RuntimeError: one of the variables needed for gradient computation has been modified by an inplace

try to use sam

torchversion: 1.7.0+cu110
ubuntu : 18.04

RuntimeError: one of the variables needed for gradient computation has been modified by an inplace operation: [torch.cuda.FloatTensor [1280, 5]], which is output 0 of TBackward, is at version 2; expected version 1 instead. Hint: enable anomaly detection to find the operation that failed to compute its gradient, with torch.autograd.set_detect_anomaly(True).

following issue with code

def train_model_sam(model, epoch,train_loader,val_loader,optimizer,criterion,scheduler):
    model.train() 
    
    losses = AverageMeter()
    accs = AverageMeter()
    
    tk = tqdm(train_loader, total=len(train_loader), position=0, leave=True)
    for idx, (imgs, labels) in enumerate(tk):
        imgs_train, labels_train = imgs.cuda(), labels.cuda().long()
        output_train = model(imgs_train)

        #loss = criterion(output_train, labels_train)

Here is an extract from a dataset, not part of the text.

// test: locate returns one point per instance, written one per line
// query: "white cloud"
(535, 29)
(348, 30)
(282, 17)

        # first forward-backward pass
        optimizer.zero_grad() 
        loss = criterion(output_train, labels_train)  # use this loss for any training statistics
        loss.backward(retain_graph = True)
        optimizer.first_step(zero_grad=True)
        
        # second forward-backward pass
        optimizer.zero_grad() 
        criterion(output_train, labels_train).backward()
        optimizer.second_step(zero_grad=True)

        
        #optimizer.zero_grad() 
        #loss.backward()
        #optimizer.step() 
        
        accs.update((output_train.argmax(1)==labels_train).sum().item()/imgs_train.size(0),imgs_train.size(0))
        losses.update(loss.item(), imgs_train.size(0))

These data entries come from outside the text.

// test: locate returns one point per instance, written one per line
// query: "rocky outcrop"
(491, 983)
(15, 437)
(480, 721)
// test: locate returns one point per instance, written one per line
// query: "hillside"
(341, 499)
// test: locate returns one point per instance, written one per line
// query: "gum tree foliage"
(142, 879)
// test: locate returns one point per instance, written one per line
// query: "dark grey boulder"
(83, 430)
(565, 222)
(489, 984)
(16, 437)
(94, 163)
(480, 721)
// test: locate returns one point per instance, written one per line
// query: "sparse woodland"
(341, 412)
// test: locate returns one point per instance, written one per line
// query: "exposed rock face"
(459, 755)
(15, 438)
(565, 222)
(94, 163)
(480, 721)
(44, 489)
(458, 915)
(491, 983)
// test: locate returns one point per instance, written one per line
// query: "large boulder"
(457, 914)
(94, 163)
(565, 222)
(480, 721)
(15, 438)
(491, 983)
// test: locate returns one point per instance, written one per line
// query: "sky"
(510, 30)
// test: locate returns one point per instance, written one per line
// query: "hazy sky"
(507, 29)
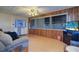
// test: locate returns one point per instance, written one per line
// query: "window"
(47, 21)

        tk.set_postfix(loss=losses.avg,acc=accs.avg)
        
    return losses.avg

Hi,

What is most likely happening is that your first optimizer step is actually changing some of the weights inplace. And so the second backward cannot run because it needs the original value of these weights.
You should either delay the first step after all the backward have been done. Or re-do the forward for the weights that have been changed before doing the second backward.

THank you albabD
but did you visit the github i provide?
I try to use the sam optimizer from what they provide
so can you suggest some code modification?

I changed it like this but I guess this is not what they are asking

def train_model_sam(model, epoch,train_loader,val_loader,optimizer,criterion,scheduler):
model.train()

losses = AverageMeter()
accs = AverageMeter()

tk = tqdm(train_loader, total=len(train_loader), position=0, leave=True)
for idx, (imgs, labels) in enumerate(tk):
    imgs_train, labels_train = imgs.cuda(), labels.cuda().long()
    output_train = model(imgs_train)

    # first forward-backward pass
    #optimizer.zero_grad() 
    loss = criterion(output_train, labels_train)  # use this loss for any training statistics
    loss.backward(retain_graph = True)
    optimizer.first_step(zero_grad=True)
    

    # second forward-backward pass
    #optimizer.zero_grad() 
    output_train = model(imgs_train)
    loss=criterion(output_train, labels_train)
    loss.backward()
    optimizer.second_step(zero_grad=True)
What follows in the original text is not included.